CAPTCHA22 was tested on two GPU-enabled Tensorflow rigs with the following specifications:

| | Rig 1 | Rig 2 |
| ------------------ | ----------------- | ---------------- |
| **Graphics Card** | GeForce GTX 1650 | GeForce GTX 960 |
| **OS** | Ubuntu 16.06 | Ubuntu 16.04 |
| **Cuda Lib** | Cuda 10.0.130 | Cuda 9.1.1 |
| **cuDDN Lib** | cuDNN 10.0 | cuDNN 7.0 |
| **Tensorflow** | Tensorflow 1.10.1 | Tensorflow 1.4.1 |

*For assistance on any issues in CAPTCHA22 itself, please log an issue.*

## Contributing

See [`CONTRIBUTING.md`](https://github.com/FSecureLABS/captcha22/CONTRIBUTING.md) for more information.

## License

MIT License

Copyright (c) 2020 F-SECURE

Permission is hereby granted, free of charge, to any person obtaining a copy of this software and associated documentation files (the "Software"), to deal in the Software without restriction, including without limitation the rights to use, copy, modify, merge, publish, distribute, sublicense, and/or sell copies of the Software, and to permit persons to whom the Software is furnished to do so, subject to the following conditions:

The above copyright notice and this permission notice shall be included in all copies or substantial portions of the Software.
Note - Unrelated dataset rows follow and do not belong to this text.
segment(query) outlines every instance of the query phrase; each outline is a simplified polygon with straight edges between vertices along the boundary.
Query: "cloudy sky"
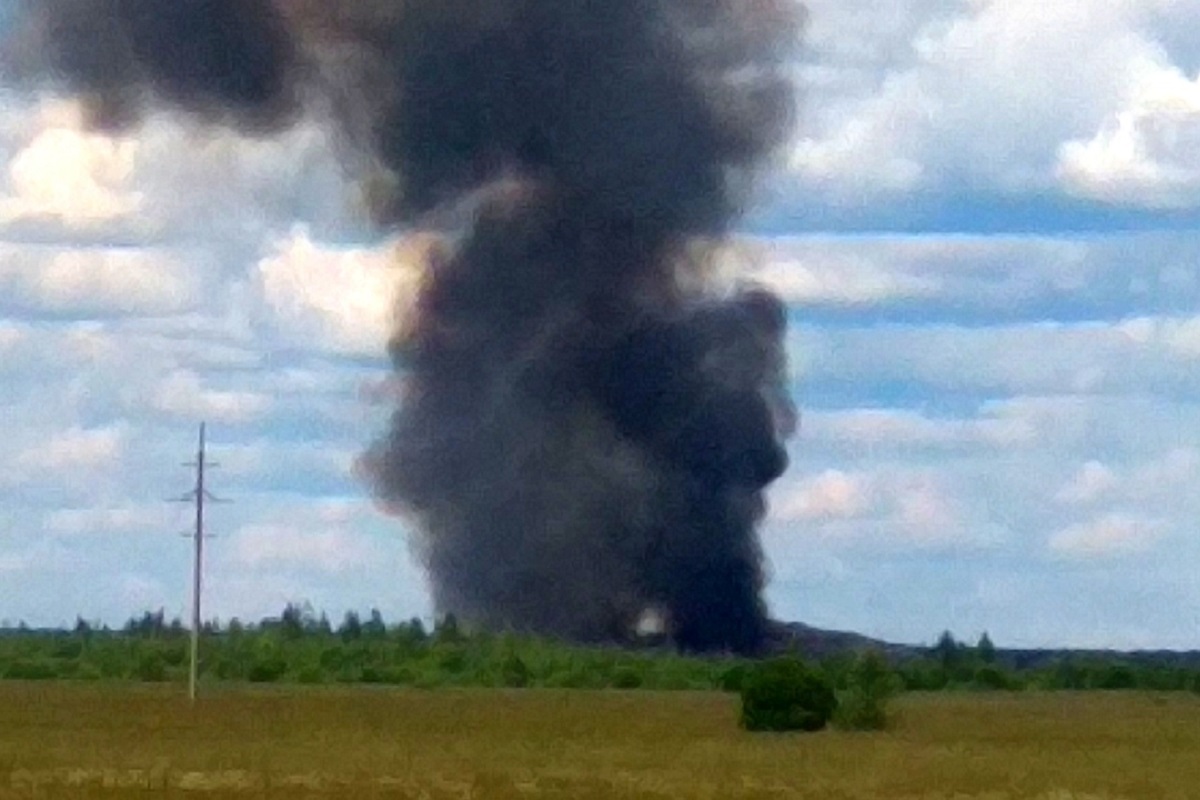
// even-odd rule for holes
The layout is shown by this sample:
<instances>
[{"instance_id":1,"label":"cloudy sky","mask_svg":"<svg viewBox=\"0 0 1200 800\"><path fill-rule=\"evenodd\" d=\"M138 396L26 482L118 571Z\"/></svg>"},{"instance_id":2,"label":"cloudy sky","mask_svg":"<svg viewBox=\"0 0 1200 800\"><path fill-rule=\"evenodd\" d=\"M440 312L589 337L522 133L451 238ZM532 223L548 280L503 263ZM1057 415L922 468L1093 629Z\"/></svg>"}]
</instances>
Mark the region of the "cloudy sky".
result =
<instances>
[{"instance_id":1,"label":"cloudy sky","mask_svg":"<svg viewBox=\"0 0 1200 800\"><path fill-rule=\"evenodd\" d=\"M783 618L1200 648L1200 4L810 0L799 130L741 240L802 424ZM2 21L0 21L2 24ZM321 131L86 132L0 93L0 620L428 615L353 476L403 248ZM399 251L398 248L399 247Z\"/></svg>"}]
</instances>

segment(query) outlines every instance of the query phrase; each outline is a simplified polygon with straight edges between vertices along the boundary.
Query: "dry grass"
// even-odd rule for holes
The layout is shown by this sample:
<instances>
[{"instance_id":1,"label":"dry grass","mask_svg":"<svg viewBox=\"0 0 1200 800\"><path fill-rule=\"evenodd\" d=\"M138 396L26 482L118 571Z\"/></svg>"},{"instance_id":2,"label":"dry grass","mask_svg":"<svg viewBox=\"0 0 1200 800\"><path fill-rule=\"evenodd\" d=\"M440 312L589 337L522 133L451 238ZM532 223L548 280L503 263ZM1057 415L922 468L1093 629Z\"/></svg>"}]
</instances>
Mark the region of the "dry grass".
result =
<instances>
[{"instance_id":1,"label":"dry grass","mask_svg":"<svg viewBox=\"0 0 1200 800\"><path fill-rule=\"evenodd\" d=\"M719 694L0 684L0 797L1200 798L1200 698L936 695L747 734Z\"/></svg>"}]
</instances>

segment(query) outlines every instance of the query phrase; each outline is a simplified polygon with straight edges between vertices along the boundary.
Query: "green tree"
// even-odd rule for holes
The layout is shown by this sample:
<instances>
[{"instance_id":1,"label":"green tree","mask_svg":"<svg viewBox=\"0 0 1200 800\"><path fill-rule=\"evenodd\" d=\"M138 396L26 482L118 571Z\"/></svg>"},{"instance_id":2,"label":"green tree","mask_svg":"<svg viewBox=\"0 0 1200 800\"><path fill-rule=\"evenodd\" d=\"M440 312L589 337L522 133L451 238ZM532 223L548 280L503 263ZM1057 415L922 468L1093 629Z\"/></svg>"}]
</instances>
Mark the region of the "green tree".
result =
<instances>
[{"instance_id":1,"label":"green tree","mask_svg":"<svg viewBox=\"0 0 1200 800\"><path fill-rule=\"evenodd\" d=\"M371 616L363 623L362 632L367 639L383 639L387 636L387 625L378 608L371 609Z\"/></svg>"},{"instance_id":2,"label":"green tree","mask_svg":"<svg viewBox=\"0 0 1200 800\"><path fill-rule=\"evenodd\" d=\"M953 672L962 663L963 646L954 638L950 631L942 631L937 644L933 646L934 656L946 672Z\"/></svg>"},{"instance_id":3,"label":"green tree","mask_svg":"<svg viewBox=\"0 0 1200 800\"><path fill-rule=\"evenodd\" d=\"M984 664L996 662L996 645L992 644L992 637L988 636L987 631L984 631L983 635L979 637L979 644L975 645L975 653Z\"/></svg>"},{"instance_id":4,"label":"green tree","mask_svg":"<svg viewBox=\"0 0 1200 800\"><path fill-rule=\"evenodd\" d=\"M462 641L462 631L458 628L458 617L447 614L434 628L433 636L438 642L451 643Z\"/></svg>"},{"instance_id":5,"label":"green tree","mask_svg":"<svg viewBox=\"0 0 1200 800\"><path fill-rule=\"evenodd\" d=\"M846 730L877 731L888 725L888 704L900 691L900 679L883 654L868 650L846 672L846 691L838 698L834 722Z\"/></svg>"},{"instance_id":6,"label":"green tree","mask_svg":"<svg viewBox=\"0 0 1200 800\"><path fill-rule=\"evenodd\" d=\"M279 615L279 632L284 639L295 641L304 637L304 616L304 609L295 603L284 607Z\"/></svg>"},{"instance_id":7,"label":"green tree","mask_svg":"<svg viewBox=\"0 0 1200 800\"><path fill-rule=\"evenodd\" d=\"M751 731L819 731L837 709L825 676L791 656L751 668L741 696L742 727Z\"/></svg>"},{"instance_id":8,"label":"green tree","mask_svg":"<svg viewBox=\"0 0 1200 800\"><path fill-rule=\"evenodd\" d=\"M346 616L342 619L342 624L338 626L338 636L342 637L343 642L353 642L362 638L362 620L358 618L357 611L347 611Z\"/></svg>"}]
</instances>

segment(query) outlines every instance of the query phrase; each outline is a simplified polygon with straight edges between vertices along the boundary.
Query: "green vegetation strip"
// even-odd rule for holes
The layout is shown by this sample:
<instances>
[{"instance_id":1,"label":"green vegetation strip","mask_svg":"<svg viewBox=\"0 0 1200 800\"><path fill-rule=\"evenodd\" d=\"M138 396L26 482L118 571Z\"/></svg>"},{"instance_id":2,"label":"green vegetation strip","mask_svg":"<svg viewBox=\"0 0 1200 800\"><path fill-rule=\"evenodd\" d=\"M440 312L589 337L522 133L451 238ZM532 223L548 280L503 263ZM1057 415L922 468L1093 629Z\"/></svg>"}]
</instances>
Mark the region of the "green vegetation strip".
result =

THE SOFTWARE IS PROVIDED "AS IS", WITHOUT WARRANTY OF ANY KIND, EXPRESS OR IMPLIED, INCLUDING BUT NOT LIMITED TO THE WARRANTIES OF MERCHANTABILITY, FITNESS FOR A PARTICULAR PURPOSE AND NONINFRINGEMENT. IN NO EVENT SHALL THE AUTHORS OR COPYRIGHT HOLDERS BE LIABLE FOR ANY CLAIM, DAMAGES OR OTHER LIABILITY, WHETHER IN AN ACTION OF CONTRACT, TORT OR OTHERWISE, ARISING FROM, OUT OF OR IN CONNECTION WITH THE SOFTWARE OR THE USE OR OTHER DEALINGS IN THE SOFTWARE.